Aron Ahmadia aron.ahmadia at kaust.edu.sa
Thu Nov 11 19:31:15 CST 2010


Jed, I think you're right.  There are several approaches within OpenMP
for doing what Barry is asking.  Fundamentally, when distributing a
for loop, you can use a dynamic scheduler:

See the section on scheduling clauses in the Wikipedia article for a
short overview: http://en.wikipedia.org/wiki/OpenMP

Or as Jed would prefer, the standard (from Table 2-1 in 3.0 available
here: http://openmp.org/wp/openmp-specifications/) itself.  Below are
the dynamic/guided schedule variants.

"When schedule(dynamic, chunk_size) is specified, the iterations are
distributed to threads in the team in chunks as the threads request
them. Each thread executes a chunk of iterations, then requests
another chunk, until no chunks remain to be distributed.
Each chunk contains chunk_size iterations, except for the last chunk
to be distributed, which may have fewer iterations.
When no chunk_size is specified, it defaults to 1.

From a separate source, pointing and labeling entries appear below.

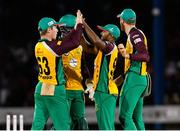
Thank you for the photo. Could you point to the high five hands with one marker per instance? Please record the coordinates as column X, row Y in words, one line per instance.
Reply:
column 123, row 52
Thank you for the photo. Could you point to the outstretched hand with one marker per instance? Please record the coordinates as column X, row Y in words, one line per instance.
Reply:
column 122, row 50
column 79, row 16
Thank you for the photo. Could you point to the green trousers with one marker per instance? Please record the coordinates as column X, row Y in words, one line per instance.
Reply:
column 105, row 105
column 131, row 101
column 77, row 109
column 56, row 107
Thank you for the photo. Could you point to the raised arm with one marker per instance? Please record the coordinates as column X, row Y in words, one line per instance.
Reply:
column 87, row 47
column 71, row 41
column 94, row 37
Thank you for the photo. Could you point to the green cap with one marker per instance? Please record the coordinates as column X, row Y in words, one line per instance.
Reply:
column 45, row 23
column 128, row 15
column 113, row 29
column 68, row 19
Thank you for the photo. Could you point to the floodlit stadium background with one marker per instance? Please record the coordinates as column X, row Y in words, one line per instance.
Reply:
column 158, row 19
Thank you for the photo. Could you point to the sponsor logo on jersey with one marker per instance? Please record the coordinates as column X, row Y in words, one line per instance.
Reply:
column 137, row 40
column 73, row 62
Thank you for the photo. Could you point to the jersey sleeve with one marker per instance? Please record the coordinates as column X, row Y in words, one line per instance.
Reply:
column 141, row 52
column 109, row 47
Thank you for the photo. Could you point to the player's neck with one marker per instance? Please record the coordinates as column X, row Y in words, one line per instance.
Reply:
column 128, row 28
column 46, row 37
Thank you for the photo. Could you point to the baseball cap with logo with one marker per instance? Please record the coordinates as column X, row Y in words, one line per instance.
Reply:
column 128, row 15
column 113, row 29
column 69, row 20
column 46, row 22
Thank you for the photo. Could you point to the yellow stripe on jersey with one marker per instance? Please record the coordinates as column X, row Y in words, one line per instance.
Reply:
column 97, row 66
column 47, row 64
column 112, row 65
column 129, row 50
column 72, row 69
column 112, row 88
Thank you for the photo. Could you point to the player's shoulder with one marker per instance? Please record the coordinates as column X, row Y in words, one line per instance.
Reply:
column 134, row 32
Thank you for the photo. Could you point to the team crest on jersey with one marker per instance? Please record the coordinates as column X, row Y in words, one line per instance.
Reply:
column 73, row 62
column 66, row 54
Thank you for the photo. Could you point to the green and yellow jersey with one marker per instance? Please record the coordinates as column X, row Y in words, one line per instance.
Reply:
column 49, row 63
column 72, row 69
column 136, row 46
column 104, row 66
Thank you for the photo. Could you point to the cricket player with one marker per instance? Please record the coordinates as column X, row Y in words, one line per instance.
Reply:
column 50, row 93
column 74, row 67
column 136, row 81
column 106, row 91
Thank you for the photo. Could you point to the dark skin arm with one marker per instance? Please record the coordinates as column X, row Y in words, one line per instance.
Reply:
column 86, row 46
column 94, row 37
column 119, row 80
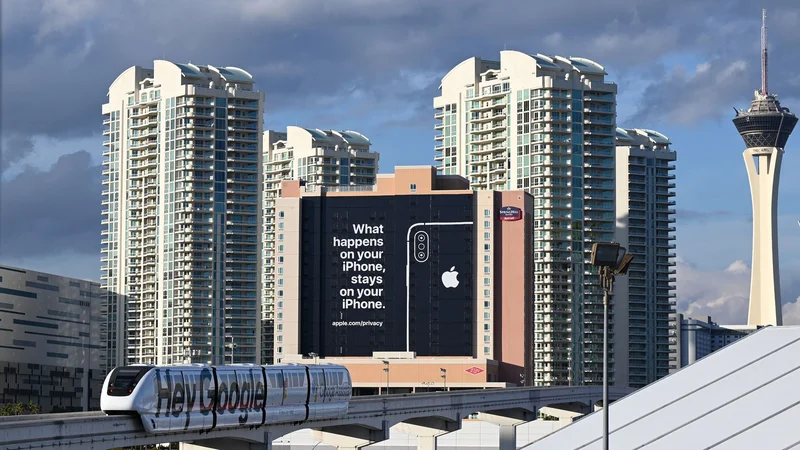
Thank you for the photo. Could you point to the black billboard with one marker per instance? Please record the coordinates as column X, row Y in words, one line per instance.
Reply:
column 387, row 273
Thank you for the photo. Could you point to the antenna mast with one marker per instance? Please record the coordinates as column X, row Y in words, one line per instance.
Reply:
column 764, row 52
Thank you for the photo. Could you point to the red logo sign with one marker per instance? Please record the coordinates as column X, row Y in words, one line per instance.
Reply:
column 510, row 213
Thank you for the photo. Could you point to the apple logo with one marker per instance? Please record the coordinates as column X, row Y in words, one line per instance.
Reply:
column 450, row 278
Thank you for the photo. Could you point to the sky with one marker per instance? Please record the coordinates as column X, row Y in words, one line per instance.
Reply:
column 374, row 66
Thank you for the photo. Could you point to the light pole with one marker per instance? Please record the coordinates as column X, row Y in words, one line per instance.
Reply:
column 386, row 369
column 612, row 260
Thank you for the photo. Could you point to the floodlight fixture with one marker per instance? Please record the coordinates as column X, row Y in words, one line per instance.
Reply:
column 605, row 254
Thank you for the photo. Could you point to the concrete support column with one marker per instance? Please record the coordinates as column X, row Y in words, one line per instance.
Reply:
column 352, row 437
column 428, row 429
column 508, row 420
column 508, row 437
column 230, row 444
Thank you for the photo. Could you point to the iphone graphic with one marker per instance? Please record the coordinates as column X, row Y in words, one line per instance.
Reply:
column 438, row 265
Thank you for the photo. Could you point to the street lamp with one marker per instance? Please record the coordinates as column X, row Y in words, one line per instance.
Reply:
column 612, row 260
column 231, row 346
column 386, row 369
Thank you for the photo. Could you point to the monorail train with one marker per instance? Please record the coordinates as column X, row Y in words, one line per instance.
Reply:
column 204, row 397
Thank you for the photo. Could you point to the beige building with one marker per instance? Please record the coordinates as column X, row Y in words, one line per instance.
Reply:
column 481, row 337
column 53, row 348
column 181, row 254
column 319, row 158
column 546, row 125
column 645, row 226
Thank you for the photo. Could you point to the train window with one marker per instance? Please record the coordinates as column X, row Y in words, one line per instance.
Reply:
column 125, row 379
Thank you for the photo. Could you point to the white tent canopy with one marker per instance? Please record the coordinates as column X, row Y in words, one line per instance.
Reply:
column 744, row 396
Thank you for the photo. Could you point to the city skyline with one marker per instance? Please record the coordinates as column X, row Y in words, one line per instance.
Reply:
column 391, row 103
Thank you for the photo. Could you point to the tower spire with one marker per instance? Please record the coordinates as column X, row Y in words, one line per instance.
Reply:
column 764, row 52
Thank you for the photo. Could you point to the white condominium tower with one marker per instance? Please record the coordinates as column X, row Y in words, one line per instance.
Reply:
column 544, row 124
column 319, row 158
column 645, row 223
column 180, row 214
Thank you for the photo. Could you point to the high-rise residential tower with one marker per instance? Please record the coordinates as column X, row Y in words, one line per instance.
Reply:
column 547, row 125
column 180, row 213
column 765, row 128
column 645, row 223
column 336, row 159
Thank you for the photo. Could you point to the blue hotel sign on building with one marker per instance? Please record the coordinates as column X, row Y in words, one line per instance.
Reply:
column 510, row 213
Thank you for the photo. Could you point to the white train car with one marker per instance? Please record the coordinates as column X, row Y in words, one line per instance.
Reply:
column 204, row 397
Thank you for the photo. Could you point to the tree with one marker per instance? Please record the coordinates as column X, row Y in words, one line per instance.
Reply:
column 18, row 409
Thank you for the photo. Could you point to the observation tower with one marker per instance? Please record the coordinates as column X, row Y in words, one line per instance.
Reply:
column 765, row 128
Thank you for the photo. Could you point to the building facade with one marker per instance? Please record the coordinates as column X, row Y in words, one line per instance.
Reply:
column 545, row 125
column 53, row 346
column 181, row 252
column 414, row 272
column 696, row 338
column 319, row 158
column 645, row 226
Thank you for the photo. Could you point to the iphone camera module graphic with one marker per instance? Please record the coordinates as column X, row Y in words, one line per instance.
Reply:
column 421, row 246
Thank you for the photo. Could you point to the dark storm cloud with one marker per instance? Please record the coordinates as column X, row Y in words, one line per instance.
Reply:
column 52, row 211
column 13, row 150
column 64, row 55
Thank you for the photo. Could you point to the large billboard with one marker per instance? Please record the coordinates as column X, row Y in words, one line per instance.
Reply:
column 387, row 273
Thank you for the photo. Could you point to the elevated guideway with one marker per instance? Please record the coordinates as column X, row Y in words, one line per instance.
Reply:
column 368, row 421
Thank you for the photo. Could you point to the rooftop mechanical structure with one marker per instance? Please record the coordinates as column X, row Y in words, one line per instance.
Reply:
column 765, row 128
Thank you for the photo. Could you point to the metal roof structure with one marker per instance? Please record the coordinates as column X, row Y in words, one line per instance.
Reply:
column 742, row 396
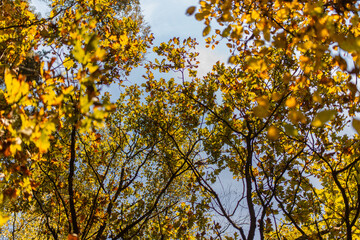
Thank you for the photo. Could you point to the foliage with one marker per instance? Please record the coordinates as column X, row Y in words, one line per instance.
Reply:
column 276, row 118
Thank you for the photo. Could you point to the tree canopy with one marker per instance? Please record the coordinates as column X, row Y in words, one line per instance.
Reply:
column 280, row 118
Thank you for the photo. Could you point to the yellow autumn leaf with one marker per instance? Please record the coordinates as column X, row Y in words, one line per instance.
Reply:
column 260, row 111
column 263, row 101
column 356, row 125
column 322, row 117
column 190, row 11
column 3, row 219
column 206, row 30
column 290, row 130
column 273, row 133
column 291, row 102
column 296, row 117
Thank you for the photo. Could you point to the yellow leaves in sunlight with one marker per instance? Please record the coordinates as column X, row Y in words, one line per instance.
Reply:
column 291, row 102
column 290, row 130
column 16, row 87
column 316, row 97
column 322, row 117
column 273, row 133
column 296, row 117
column 190, row 11
column 3, row 219
column 276, row 96
column 72, row 236
column 260, row 111
column 206, row 30
column 356, row 125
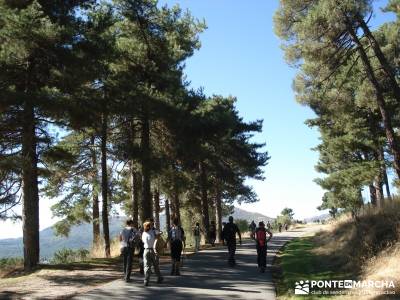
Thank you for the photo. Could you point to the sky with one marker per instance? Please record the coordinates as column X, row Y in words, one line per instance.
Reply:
column 241, row 56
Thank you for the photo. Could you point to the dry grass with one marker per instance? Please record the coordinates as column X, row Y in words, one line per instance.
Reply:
column 368, row 247
column 97, row 250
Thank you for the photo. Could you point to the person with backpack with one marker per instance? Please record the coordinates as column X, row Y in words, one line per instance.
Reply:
column 261, row 245
column 196, row 234
column 141, row 251
column 127, row 238
column 212, row 233
column 252, row 229
column 176, row 237
column 150, row 256
column 229, row 237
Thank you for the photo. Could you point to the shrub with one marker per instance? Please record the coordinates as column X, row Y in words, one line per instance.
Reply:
column 65, row 256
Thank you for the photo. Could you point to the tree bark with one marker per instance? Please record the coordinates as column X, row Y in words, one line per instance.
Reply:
column 218, row 213
column 390, row 73
column 167, row 214
column 386, row 181
column 372, row 194
column 156, row 198
column 204, row 200
column 104, row 186
column 145, row 162
column 30, row 205
column 134, row 195
column 95, row 194
column 385, row 114
column 176, row 203
column 379, row 190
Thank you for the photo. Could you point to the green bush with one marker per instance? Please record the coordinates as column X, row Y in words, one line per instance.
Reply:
column 9, row 262
column 65, row 256
column 243, row 225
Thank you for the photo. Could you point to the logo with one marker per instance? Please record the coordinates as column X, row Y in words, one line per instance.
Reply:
column 302, row 287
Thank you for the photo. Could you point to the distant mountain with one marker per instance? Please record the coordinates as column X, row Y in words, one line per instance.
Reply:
column 322, row 217
column 81, row 235
column 248, row 216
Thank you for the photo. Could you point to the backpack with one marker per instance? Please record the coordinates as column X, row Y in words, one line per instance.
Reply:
column 159, row 245
column 133, row 237
column 176, row 234
column 196, row 231
column 261, row 236
column 230, row 231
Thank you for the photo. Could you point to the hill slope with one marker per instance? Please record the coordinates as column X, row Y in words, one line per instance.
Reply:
column 81, row 236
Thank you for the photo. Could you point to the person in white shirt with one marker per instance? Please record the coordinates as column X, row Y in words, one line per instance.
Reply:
column 149, row 256
column 127, row 238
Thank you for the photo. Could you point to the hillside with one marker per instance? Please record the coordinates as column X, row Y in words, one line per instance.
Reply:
column 248, row 216
column 81, row 236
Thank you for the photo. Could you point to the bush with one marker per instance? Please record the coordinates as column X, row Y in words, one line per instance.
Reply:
column 65, row 256
column 11, row 262
column 243, row 225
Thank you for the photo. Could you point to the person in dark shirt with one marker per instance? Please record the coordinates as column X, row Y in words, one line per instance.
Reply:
column 212, row 233
column 261, row 245
column 229, row 237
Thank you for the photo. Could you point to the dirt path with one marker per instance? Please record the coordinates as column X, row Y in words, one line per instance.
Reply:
column 206, row 276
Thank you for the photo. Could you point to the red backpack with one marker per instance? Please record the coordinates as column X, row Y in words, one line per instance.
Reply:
column 261, row 236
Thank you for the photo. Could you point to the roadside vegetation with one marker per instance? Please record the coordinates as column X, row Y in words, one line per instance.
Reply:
column 365, row 248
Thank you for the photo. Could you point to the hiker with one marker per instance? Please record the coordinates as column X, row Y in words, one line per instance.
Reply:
column 229, row 236
column 252, row 229
column 149, row 256
column 141, row 251
column 269, row 225
column 212, row 233
column 261, row 245
column 196, row 233
column 127, row 238
column 176, row 237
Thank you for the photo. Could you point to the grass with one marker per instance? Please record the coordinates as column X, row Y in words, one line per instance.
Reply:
column 297, row 262
column 367, row 248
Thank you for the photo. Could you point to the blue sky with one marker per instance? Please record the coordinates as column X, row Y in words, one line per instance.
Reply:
column 241, row 56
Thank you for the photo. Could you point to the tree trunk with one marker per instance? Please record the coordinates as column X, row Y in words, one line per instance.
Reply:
column 386, row 181
column 134, row 195
column 95, row 194
column 104, row 186
column 390, row 74
column 385, row 114
column 384, row 173
column 379, row 190
column 176, row 203
column 372, row 194
column 167, row 215
column 204, row 200
column 30, row 205
column 156, row 198
column 145, row 162
column 218, row 213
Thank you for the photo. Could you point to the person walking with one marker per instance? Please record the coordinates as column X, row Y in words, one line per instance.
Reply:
column 212, row 233
column 127, row 239
column 252, row 229
column 149, row 256
column 268, row 225
column 176, row 237
column 229, row 237
column 261, row 245
column 196, row 234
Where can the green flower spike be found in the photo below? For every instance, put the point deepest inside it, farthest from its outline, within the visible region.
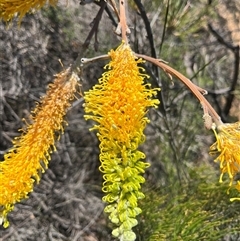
(119, 104)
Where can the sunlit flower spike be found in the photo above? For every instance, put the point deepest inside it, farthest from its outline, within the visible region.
(118, 104)
(29, 157)
(228, 150)
(10, 8)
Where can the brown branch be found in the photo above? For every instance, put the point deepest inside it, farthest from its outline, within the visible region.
(123, 22)
(194, 89)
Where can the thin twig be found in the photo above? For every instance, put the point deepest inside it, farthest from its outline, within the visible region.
(123, 22)
(169, 70)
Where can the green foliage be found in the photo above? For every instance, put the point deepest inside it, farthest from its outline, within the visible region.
(198, 210)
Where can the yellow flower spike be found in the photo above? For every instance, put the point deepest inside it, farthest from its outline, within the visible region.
(31, 151)
(8, 8)
(228, 148)
(119, 104)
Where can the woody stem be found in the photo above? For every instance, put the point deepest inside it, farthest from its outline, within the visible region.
(194, 89)
(123, 22)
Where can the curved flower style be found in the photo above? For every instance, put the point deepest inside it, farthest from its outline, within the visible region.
(8, 8)
(227, 144)
(119, 105)
(31, 151)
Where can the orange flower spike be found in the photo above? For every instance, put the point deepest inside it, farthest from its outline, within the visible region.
(8, 8)
(31, 151)
(228, 148)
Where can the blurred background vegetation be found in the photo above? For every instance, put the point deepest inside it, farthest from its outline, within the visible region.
(184, 200)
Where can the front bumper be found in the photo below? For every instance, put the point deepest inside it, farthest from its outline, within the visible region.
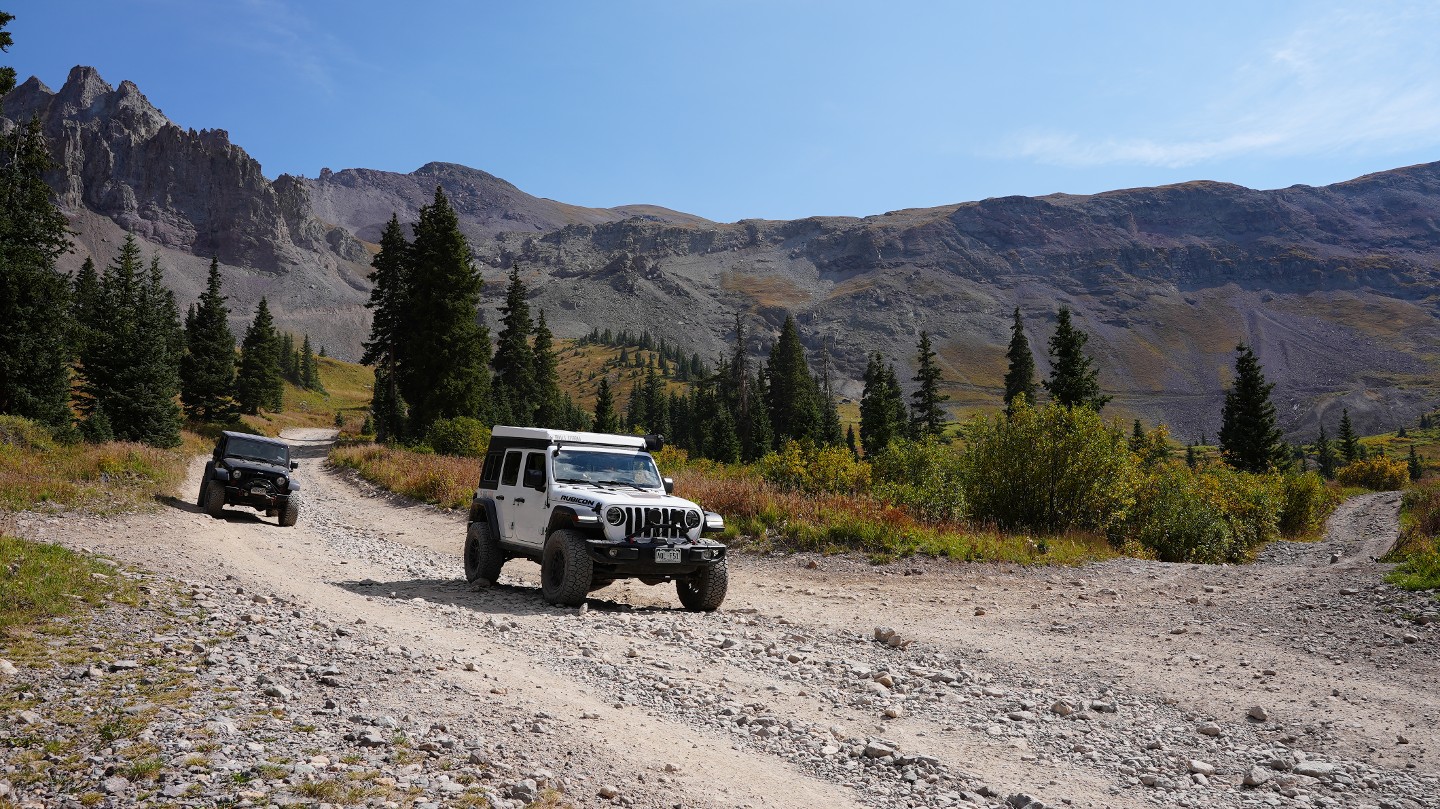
(638, 557)
(257, 500)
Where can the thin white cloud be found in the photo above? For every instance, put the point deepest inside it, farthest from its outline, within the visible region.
(285, 33)
(1351, 79)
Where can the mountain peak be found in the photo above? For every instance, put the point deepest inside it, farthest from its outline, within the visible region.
(82, 88)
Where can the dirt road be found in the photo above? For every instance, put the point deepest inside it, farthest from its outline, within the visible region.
(1121, 684)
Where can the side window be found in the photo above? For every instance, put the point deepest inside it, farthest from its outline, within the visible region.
(490, 475)
(534, 469)
(511, 472)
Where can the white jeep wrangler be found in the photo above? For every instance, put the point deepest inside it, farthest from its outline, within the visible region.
(591, 508)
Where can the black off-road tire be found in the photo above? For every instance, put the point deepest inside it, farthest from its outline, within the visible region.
(566, 569)
(704, 589)
(484, 557)
(215, 501)
(290, 511)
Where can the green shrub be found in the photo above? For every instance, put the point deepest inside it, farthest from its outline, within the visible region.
(1049, 469)
(1303, 504)
(462, 436)
(1375, 474)
(1252, 508)
(804, 467)
(923, 477)
(25, 434)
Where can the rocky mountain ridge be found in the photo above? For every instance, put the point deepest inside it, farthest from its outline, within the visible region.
(1334, 285)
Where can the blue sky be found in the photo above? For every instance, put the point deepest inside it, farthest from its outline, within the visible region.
(778, 108)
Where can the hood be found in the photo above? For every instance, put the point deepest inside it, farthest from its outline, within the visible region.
(598, 497)
(244, 464)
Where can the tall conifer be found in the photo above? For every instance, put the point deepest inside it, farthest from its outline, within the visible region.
(1250, 439)
(388, 304)
(444, 370)
(1350, 442)
(35, 337)
(1073, 377)
(258, 382)
(605, 418)
(794, 398)
(926, 413)
(1020, 377)
(208, 366)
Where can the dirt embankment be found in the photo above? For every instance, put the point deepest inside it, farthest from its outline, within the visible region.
(1301, 680)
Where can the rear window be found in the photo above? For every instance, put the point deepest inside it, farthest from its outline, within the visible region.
(490, 475)
(511, 472)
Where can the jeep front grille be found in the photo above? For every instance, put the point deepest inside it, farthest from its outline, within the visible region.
(648, 521)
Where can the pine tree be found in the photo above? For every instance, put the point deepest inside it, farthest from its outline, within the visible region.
(1350, 442)
(1249, 436)
(258, 380)
(1073, 377)
(605, 416)
(882, 408)
(794, 398)
(547, 398)
(390, 274)
(1325, 459)
(514, 360)
(442, 369)
(208, 366)
(1020, 377)
(35, 331)
(308, 367)
(130, 379)
(926, 415)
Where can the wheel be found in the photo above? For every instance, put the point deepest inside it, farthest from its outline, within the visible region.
(704, 589)
(565, 569)
(213, 501)
(290, 511)
(483, 553)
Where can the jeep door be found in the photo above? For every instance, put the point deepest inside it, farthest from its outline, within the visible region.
(522, 498)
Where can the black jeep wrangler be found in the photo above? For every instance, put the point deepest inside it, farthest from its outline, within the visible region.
(254, 471)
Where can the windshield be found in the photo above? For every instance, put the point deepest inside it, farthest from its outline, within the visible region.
(261, 451)
(592, 467)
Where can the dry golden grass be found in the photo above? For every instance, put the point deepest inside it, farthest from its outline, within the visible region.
(442, 480)
(101, 478)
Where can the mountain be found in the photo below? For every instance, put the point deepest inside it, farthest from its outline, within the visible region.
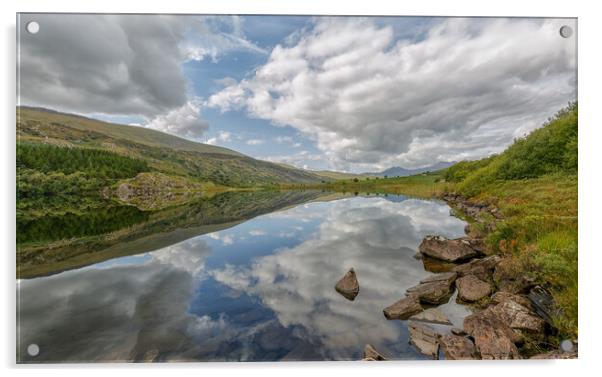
(161, 152)
(398, 171)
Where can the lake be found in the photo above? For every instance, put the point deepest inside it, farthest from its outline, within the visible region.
(254, 286)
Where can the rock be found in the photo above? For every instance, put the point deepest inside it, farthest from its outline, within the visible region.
(435, 293)
(517, 316)
(544, 304)
(481, 268)
(436, 265)
(471, 288)
(493, 339)
(499, 297)
(404, 308)
(557, 354)
(457, 331)
(457, 347)
(509, 280)
(448, 277)
(424, 338)
(348, 286)
(472, 231)
(439, 247)
(432, 315)
(371, 353)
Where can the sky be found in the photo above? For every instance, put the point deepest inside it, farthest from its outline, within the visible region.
(351, 94)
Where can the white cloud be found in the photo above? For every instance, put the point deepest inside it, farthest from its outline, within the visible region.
(184, 121)
(222, 136)
(255, 142)
(370, 101)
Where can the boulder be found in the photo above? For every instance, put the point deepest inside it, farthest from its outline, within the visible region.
(499, 297)
(508, 279)
(457, 331)
(471, 288)
(404, 308)
(493, 339)
(424, 338)
(448, 277)
(481, 268)
(432, 315)
(557, 354)
(439, 247)
(436, 265)
(371, 354)
(457, 347)
(434, 293)
(517, 316)
(348, 286)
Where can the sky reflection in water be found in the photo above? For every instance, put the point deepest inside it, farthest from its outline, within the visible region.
(262, 290)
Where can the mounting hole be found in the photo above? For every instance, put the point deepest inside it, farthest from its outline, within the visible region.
(33, 349)
(32, 27)
(566, 31)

When schedule(guided, chunk_size) is specified, the iterations are
assigned to threads in the team in chunks as the executing threads
request them. Each thread executes a chunk of iterations, then
requests another chunk, until no chunks remain to be assigned.
For a chunk_size of 1, the size of each chunk is proportional to the
number of unassigned iterations divided by the number of threads in
the team, decreasing to 1. For a chunk_size with value k (greater than
1), the size of each chunk is determined in the same way, with the
restriction that the chunks do not contain fewer than k iterations
(except for the last chunk to be assigned, which may have fewer than k
iterations).
When no chunk_size is specified, it defaults to 1.
"

A task (OpenCL/CUDA) like model is also available.  I think if you are
worried about NUMA problems you can specifically work with thread ids.
 This is 'MPI-like' in the sense that each thread is identified by its
own rank, so you can team threads by memory region if you are
guaranteed affinity by the compiler.

A

On Fri, Nov 12, 2010 at 1:22 AM, Jed Brown <jed at 59a2.org> wrote:
> On Fri, Nov 12, 2010 at 02:18, Barry Smith <bsmith at mcs.anl.gov> wrote:
>>
>> How do you get adaptive load balancing (across the cores inside a process)
>> if you have OpenMP compiler decide the partitioning/parallelism? This was
>> Bill's point in why not to use OpenMP. For example if you give each core the
>> same amount of work up front they will end not ending at the same time so
>> you have wasted cycles.
>
> Hmm, I think this issue is largely subordinate to the memory locality (for
> the sort of work we usually care about), but the OpenMP could be more
> dynamic about distributing work.  I.e. this could be an OpenMP
> implementation or tuning issue, but I don't see it as a fundamental
> disadvantage of that programming model.  I could be wrong.